Dysphagia may have either a neuromuscular or structural origin; in this case, its gradual onset suggested a structural origin. Nakagawa et al. (2023) reviewed 17 reported cases of esophageal MPNST, identifying dysphagia as the most common presenting symptom [3]. CT remains essential for evaluation, as illustrated both in our case and previous reports, showing large intraluminal esophageal masses with heterogeneous enhancement and necrosis [6].

MPNSTs macroscopically resemble submucosal tumors and are usually undiagnosable by routine biopsy, which makes their distinction challenging. In our case, the initial biopsy suggested a smooth-muscle tumor of uncertain malignant potential [3]. Despite the lack of definitive diagnosis, a transhiatal esophagectomy (Orrienger’s technique) was performed, providing complete tumor resection without the need for thoracotomy. This approach, originally designed for achalasia, has been successfully adapted for selected esophageal neoplasms, offering favorable outcomes [1, 8].

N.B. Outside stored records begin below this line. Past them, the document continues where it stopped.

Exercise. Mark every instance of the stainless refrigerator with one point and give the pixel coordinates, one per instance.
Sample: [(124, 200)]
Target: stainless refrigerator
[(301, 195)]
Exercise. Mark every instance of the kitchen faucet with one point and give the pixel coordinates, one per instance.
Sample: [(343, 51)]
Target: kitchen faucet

Complete radical resection remains the cornerstone of treatment for primary MPNST, as these tumors exhibit aggressive local behavior and potential for metastasis. Although recurrence has not been documented in cases of esophageal resection, thorough preoperative assessment is essential to define the most appropriate surgical plan. The role of adjuvant radiotherapy or chemotherapy remains limited; however, increasing understanding of the molecular signaling pathways involved in MPNST has opened the possibility of targeted therapeutic approaches [3].

Immunohistochemistry is critical for diagnostic confirmation, as it provides definitive identification in a significant proportion of soft-tissue sarcomas [9]. In this case, negative staining for DOG1 and CD117 excluded GIST, while strong S-100 and SOX10 expression, markers highly sensitive for neural-crest-derived cells and strongly indicative of neural tumors, confirmed the neural origin of the tumor [10–13]. In contrast, actin positivity suggested a smooth-muscle tumor, leading to an initial consideration of leiomyosarcoma [14]. Combined with the histopathologic features and a Ki-67 index of 20%, these established the diagnosis of high-grade MPNST.

This case reinforces the importance of a multidisciplinary diagnostic approach integrating imaging, histopathology, and immunohistochemistry to accurately differentiate esophageal MPNST from morphologically similar neoplasms and to guide optimal surgical management in this exceptionally rare entity.

Conflict of interest statement

None declared.

Funding

None declared.

Ethics approval and consent to participate

Not applicable since anonymized patient details and images are used.

Consent for publication

Written informed consent was obtained from the patient for publication of this case report and any accompanying images. A copy of the written consent is available for review by the Editor-in-Chief of this journal.